MILLS’ MUSINGS – ANOTHER BIRTHDAY?

On January 28, the Roman Catholic Church annually observes the Feast of Saint Thomas Aquinas. This year, that festival celebrated the 800th anniversary of his birth.

I use that admittedly awkward phrasing because no one knows his actual birthday. From existing records, we can tell he was born either in late 1224 or early 1225. However, 13th-century Italian officials in the city of Aquino weren’t terribly fastidious about the exact dates children were born to minor noblemen. Nonetheless, the providential timing of his birth helped Aquinas become one of the most important theologians in the Christian Church and one of humanity’s most influential philosophers.

Aquinas lived and worked at a hinge point in Western culture. Europe was on the cusp of the Renaissance. Just 25 years before Aquinas’ birth, the University of Paris received its royal charter. Paris was the first university in the sense that we now use that term: an institution that teaches a variety of disciplines to both undergraduate and graduate students. And with the rise of educational institutions not run by the Roman Catholic Church, the relationship between Christian faith and human reason was undergoing its first major reevaluation in nearly a millennia. Aquinas would play a key role in that project.

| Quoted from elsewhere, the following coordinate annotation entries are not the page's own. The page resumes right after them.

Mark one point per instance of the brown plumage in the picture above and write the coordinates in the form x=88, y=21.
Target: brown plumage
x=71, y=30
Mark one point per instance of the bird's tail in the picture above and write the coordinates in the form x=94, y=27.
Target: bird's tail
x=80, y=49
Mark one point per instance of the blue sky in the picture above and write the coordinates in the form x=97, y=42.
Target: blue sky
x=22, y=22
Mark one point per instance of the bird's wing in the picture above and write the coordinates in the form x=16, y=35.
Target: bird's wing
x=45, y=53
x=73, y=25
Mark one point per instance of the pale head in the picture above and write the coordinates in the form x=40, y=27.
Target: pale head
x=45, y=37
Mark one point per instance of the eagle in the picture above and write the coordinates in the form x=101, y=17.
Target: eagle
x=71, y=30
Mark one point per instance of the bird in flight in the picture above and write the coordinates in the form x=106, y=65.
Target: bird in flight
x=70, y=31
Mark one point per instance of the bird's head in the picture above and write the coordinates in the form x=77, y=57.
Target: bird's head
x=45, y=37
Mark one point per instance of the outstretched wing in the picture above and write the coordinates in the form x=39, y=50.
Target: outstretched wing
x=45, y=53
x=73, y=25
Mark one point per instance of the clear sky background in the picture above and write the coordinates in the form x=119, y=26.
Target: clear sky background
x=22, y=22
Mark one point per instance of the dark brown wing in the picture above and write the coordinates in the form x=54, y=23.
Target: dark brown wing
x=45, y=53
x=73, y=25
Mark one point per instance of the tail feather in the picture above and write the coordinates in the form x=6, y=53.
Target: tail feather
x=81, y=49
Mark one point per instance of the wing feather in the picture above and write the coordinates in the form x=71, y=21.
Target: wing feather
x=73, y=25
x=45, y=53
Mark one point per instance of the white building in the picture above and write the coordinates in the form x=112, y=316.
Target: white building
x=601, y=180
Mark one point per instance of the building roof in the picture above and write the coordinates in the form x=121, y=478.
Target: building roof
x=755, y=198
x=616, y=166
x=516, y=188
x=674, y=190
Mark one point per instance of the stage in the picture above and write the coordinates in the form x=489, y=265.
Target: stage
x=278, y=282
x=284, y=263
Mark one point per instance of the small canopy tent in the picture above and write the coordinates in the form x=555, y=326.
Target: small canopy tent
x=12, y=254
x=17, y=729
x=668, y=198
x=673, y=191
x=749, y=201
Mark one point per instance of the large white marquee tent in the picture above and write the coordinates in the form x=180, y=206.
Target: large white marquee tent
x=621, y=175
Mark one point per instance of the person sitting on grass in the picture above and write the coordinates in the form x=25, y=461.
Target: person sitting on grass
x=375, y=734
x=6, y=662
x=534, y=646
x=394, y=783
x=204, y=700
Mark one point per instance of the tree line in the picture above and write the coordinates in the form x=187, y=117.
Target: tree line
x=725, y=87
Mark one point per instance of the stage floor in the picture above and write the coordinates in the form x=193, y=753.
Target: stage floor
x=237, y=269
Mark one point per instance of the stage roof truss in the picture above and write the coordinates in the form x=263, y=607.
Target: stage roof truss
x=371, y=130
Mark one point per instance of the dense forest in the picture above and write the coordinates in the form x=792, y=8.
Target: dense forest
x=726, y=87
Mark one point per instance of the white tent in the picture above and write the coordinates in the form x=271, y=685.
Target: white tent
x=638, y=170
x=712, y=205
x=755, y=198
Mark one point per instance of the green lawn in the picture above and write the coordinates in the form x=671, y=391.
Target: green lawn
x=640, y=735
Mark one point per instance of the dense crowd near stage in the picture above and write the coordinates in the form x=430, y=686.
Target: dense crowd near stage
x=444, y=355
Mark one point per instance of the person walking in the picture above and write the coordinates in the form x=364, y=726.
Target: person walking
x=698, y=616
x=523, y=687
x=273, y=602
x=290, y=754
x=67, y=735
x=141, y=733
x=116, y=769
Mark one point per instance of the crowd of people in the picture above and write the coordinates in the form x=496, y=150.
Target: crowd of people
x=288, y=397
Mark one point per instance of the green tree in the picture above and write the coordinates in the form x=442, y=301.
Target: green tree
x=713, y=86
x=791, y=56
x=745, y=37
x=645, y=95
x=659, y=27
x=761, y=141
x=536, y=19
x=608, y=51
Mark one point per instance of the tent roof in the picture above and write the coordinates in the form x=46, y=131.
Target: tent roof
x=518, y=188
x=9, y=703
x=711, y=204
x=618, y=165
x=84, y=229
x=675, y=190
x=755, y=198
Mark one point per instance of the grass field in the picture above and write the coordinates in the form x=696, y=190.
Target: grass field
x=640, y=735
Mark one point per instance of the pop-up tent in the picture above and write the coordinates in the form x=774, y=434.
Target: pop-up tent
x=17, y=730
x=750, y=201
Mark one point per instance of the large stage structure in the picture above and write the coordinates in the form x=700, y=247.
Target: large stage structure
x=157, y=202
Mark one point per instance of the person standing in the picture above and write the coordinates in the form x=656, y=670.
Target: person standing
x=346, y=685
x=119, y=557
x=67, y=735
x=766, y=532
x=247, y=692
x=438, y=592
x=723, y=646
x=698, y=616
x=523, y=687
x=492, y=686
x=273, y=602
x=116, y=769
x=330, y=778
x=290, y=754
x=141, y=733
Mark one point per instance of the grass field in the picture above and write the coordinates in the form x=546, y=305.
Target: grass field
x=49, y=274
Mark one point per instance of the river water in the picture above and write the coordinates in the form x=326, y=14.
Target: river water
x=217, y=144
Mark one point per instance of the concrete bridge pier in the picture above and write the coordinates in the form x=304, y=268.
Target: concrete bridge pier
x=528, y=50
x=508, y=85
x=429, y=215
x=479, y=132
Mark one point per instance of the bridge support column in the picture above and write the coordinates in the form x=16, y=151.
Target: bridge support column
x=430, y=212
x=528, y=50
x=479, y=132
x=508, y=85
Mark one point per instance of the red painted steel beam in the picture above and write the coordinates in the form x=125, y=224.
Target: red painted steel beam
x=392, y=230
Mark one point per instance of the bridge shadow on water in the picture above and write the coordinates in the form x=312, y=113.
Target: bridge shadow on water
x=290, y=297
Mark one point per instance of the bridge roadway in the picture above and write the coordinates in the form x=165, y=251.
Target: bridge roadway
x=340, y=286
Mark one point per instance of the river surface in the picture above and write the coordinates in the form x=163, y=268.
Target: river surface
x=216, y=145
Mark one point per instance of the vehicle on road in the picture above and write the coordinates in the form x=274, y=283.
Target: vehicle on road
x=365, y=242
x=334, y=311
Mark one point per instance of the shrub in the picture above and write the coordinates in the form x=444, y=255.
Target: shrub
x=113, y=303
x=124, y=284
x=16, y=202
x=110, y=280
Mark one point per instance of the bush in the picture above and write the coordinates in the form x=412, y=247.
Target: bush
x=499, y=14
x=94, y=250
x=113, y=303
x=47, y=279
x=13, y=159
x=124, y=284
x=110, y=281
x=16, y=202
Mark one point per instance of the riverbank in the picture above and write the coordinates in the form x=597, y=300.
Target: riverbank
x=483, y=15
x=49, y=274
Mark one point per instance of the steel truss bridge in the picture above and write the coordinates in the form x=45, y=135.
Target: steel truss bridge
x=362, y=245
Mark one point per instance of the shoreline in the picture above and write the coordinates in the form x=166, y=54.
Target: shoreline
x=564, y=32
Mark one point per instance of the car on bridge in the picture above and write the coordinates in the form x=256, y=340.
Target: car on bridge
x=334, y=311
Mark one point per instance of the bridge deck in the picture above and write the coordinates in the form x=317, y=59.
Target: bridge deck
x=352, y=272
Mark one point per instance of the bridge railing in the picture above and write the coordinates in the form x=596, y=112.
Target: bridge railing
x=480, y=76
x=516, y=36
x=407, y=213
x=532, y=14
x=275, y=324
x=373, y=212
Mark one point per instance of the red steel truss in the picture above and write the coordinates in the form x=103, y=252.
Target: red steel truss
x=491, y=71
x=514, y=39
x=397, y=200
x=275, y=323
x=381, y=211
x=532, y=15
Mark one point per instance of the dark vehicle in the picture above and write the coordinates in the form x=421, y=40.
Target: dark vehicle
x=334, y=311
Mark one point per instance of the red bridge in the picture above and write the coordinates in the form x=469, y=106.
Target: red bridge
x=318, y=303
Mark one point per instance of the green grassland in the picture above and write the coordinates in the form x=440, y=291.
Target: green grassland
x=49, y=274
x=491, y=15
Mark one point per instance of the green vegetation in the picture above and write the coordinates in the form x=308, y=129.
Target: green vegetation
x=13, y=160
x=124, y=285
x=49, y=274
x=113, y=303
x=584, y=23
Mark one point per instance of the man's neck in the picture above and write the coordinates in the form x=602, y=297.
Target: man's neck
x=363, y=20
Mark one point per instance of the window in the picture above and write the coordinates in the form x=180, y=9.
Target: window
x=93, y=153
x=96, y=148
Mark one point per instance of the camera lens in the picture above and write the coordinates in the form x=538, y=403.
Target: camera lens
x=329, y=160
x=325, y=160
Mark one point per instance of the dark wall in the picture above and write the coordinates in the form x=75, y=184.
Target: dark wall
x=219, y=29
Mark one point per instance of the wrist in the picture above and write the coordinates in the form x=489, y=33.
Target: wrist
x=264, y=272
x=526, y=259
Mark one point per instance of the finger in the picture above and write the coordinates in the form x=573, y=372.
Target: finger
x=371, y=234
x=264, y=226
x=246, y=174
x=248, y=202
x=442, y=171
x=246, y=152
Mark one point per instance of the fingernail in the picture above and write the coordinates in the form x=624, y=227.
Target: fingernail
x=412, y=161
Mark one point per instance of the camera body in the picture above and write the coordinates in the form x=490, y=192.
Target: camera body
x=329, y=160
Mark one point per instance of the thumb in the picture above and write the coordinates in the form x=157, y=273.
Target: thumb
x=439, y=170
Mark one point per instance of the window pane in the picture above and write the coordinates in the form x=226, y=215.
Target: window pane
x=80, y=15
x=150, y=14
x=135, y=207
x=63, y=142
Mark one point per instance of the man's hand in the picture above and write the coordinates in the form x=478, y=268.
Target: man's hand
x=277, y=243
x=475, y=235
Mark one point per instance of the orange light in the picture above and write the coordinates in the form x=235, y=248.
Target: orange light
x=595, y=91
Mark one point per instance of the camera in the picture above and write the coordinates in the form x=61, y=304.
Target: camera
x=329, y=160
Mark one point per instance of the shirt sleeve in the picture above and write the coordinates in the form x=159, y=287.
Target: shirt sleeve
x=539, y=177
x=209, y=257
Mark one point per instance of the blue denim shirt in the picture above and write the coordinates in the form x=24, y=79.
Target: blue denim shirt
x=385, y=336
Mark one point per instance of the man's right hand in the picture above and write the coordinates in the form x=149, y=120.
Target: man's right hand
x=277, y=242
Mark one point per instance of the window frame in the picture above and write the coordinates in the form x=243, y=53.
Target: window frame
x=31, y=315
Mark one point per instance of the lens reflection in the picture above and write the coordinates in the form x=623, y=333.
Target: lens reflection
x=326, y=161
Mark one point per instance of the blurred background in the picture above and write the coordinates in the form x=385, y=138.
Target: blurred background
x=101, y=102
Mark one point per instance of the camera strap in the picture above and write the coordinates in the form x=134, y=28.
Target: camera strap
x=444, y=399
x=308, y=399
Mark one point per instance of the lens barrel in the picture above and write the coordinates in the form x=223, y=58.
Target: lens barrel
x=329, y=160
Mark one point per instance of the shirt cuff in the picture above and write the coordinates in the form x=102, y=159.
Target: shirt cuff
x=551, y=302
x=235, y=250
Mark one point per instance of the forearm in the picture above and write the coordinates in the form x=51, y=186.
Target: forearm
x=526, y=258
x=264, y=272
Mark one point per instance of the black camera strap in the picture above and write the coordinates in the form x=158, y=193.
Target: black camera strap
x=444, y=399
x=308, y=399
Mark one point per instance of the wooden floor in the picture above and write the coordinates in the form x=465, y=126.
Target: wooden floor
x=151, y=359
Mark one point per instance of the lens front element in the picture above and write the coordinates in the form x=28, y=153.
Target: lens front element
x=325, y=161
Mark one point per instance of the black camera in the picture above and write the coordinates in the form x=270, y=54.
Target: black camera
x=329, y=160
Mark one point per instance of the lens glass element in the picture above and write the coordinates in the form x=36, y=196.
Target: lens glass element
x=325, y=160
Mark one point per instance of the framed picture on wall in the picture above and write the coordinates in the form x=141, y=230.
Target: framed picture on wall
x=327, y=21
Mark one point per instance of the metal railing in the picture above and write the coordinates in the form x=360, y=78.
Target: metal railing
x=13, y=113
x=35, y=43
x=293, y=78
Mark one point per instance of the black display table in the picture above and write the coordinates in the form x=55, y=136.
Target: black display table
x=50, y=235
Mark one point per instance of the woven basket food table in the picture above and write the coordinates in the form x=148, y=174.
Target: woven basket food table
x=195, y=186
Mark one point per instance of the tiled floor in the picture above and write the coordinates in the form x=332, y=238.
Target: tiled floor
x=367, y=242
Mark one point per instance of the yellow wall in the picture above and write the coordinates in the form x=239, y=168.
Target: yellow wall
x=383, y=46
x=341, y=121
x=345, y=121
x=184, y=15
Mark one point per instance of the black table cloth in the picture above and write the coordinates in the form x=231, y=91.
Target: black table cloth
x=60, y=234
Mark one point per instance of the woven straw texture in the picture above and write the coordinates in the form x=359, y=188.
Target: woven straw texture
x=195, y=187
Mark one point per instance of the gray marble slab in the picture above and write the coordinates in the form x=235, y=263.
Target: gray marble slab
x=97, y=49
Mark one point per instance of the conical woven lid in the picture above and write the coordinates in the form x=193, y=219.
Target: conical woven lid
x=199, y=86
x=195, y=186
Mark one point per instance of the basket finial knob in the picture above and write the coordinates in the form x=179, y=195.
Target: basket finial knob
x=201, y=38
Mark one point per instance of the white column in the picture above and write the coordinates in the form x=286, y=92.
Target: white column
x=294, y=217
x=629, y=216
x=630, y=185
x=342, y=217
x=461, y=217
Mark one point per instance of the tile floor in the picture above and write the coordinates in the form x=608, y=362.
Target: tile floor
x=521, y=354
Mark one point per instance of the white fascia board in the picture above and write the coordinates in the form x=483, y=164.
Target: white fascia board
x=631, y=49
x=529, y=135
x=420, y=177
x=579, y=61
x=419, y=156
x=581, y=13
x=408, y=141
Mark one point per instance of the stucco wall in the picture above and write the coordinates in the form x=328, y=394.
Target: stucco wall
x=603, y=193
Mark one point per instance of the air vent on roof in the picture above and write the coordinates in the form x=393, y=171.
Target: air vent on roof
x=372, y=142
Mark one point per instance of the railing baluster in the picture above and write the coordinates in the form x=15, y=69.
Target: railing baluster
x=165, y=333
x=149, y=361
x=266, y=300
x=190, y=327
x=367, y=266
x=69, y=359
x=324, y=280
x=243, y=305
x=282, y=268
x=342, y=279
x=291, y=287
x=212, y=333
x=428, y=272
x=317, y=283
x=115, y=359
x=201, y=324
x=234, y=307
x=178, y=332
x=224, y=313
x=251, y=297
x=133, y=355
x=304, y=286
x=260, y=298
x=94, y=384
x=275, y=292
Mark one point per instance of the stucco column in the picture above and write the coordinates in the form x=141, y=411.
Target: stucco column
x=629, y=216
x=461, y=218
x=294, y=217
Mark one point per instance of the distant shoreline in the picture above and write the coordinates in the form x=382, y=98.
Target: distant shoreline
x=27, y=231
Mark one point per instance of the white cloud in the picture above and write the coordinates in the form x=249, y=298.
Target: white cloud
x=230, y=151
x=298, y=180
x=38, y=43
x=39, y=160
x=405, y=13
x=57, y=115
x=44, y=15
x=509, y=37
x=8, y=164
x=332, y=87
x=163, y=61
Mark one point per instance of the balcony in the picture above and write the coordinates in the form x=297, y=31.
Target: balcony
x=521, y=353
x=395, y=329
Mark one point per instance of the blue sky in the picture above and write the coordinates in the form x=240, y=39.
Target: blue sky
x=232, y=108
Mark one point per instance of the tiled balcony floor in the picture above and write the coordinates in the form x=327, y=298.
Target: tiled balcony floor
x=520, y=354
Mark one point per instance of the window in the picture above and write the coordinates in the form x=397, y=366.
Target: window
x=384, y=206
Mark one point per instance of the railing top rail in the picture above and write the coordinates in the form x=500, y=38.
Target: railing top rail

As a monk in the recently formed Dominican order, Aquinas spent most of his ministry as a teacher, including at the University of Paris. A great deal of his work, in the classroom and his writings, intended to show the Church and the world that the truths of human reason, those demonstrable by the observations of the senses and the exercise of logic, are compatible with the truths of revelation, those that have been divinely disclosed by God to his human creation.

Today, Aquinas is also recognized as the culminating figure of Scholasticism. The primary aim of the late-medieval Scholastics, who were both philosophers and theologians, was to correlate Christian doctrine with human reason. The Scholastics wanted to show the reasonableness of God’s teachings. They also wanted to explain why those doctrines were important to the daily life of every Christian regardless of occupation or level of education. The Scholastics recognized Christian religion and contemporary science aren’t enemies. Rather, they saw them as complementary ways of learning about God and his world.

And yet, from the Renaissance through the Enlightenment and the Modern era, powerful forces have been trying to separate religious faith from human reason. Those forces are now waning and their centuries-old project is in peril. Most notably, the farther back in time scientists are able to see, the more their observations begin to sound like Aquinas’ articulations of his arguments for the existence and nature of God.

In his 1978 book God and the Astronomers, Robert Jastrow, founder of NASA’s Goddard Institute and an atheist, explained:

For the scientist who has lived by his faith in the power of reason, the story ends like a bad dream. He has scaled the mountains of ignorance; he is about to conquer the highest peak; as he pulls himself over the final rock, he is greeted by a band of theologians who have been sitting there for centuries.

Aquinas, I suspect, has a seat on the front row. Christians from all traditions, along with those who share his concerns if not our faith, can continue to learn from his work and celebrate his life – even if we’re not quite sure about his birthday.